Ruth Enis

Location: Technion Haifa
Arranged & Described by: Neta Feniger
Further information: Ruth Enis Finding Aid

Ruth Enis

 

Ruth Enis is a pioneering Israeli landscape architect, teacher and historian. Professor Ruth Enis was born in Cernauti, Romania in 1928. In 1937, she emigrated to British Mandate Palestine with her family. During a family visit to Europe in 1939, World War II broke out and young Enis was unable to leave the continent again, and was deported to a labour camp in the Ukraine. Only in 1943 did she return to Palestine, where in 1954 she was one of the first women to receive a B.Arch from the faculty of Architecture at the Technion – Israel Institute of Technology in Haifa. After an extended professional stay in The Hague between 1958-1965, where she acted as chief landscape architect of the city (1960-1964), she opened a private landscape architecture practice in Haifa with projects across Israel. In 1970, she began her academic career, teaching at the Technion, developing a curriculum for a landscape architecture program at this school, and heading this program for many years.

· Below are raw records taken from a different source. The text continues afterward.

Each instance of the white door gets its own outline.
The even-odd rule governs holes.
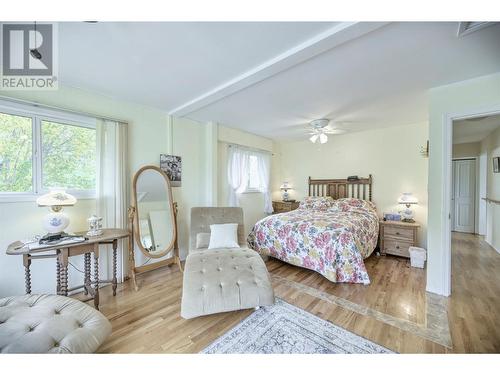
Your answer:
[[[452,228],[474,233],[476,200],[476,161],[453,160]]]

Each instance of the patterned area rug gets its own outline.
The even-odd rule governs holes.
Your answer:
[[[219,337],[202,353],[328,354],[393,353],[276,298]]]

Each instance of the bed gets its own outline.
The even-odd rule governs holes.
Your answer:
[[[364,259],[378,239],[372,177],[313,180],[299,208],[258,221],[248,245],[332,282],[369,284]]]

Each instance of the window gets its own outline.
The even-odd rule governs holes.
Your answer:
[[[0,192],[30,191],[32,182],[32,119],[0,112]]]
[[[95,189],[95,129],[42,121],[41,140],[42,189]]]
[[[95,195],[95,119],[0,105],[0,199],[32,199],[51,188]]]
[[[273,206],[269,189],[270,172],[270,152],[228,145],[228,205],[230,207],[238,206],[238,194],[260,192],[264,195],[264,212],[272,213]]]
[[[257,193],[260,187],[259,161],[257,160],[257,156],[250,155],[248,164],[248,184],[245,193]]]

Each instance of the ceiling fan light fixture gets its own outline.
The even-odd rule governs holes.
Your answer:
[[[316,141],[318,140],[318,138],[319,138],[319,134],[314,134],[311,138],[309,138],[309,140],[312,143],[316,143]]]
[[[311,125],[315,129],[323,129],[325,126],[327,126],[330,123],[330,120],[327,118],[320,118],[317,120],[312,120],[309,125]]]
[[[328,136],[325,133],[319,135],[319,142],[321,144],[328,142]]]

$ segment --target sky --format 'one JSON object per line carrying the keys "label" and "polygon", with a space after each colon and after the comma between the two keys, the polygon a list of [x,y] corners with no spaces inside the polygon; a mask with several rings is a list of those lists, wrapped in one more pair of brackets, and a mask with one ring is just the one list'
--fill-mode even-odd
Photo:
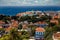
{"label": "sky", "polygon": [[0,6],[60,6],[60,0],[0,0]]}

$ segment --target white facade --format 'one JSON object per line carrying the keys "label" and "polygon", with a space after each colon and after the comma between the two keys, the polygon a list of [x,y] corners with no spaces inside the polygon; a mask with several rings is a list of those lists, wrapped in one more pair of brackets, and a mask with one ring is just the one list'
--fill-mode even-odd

The materials in this collection reflect Enis’ work as a scholar, teacher, and as a practitioner of landscape architecture. It displays her work as a professor of landscape architecture in the Faculty of Architecture and Town Planning at the Technion, her devotion to research and teaching the history of landscape architecture in general and in Israel in particular. Her most important historical studies are on landscape in Kibbutzim, and on a large number of Israeli graduates from the Ahlem Agriculture and Horticulture School in Germany and their vital impact on the Zionist creation of designed landscapes. The collection also holds Enis’ professional work as a landscape designer, revealing her involvement in the creation of the Israeli landscape, especially her planning of school yards and Kibbutzim landscapes.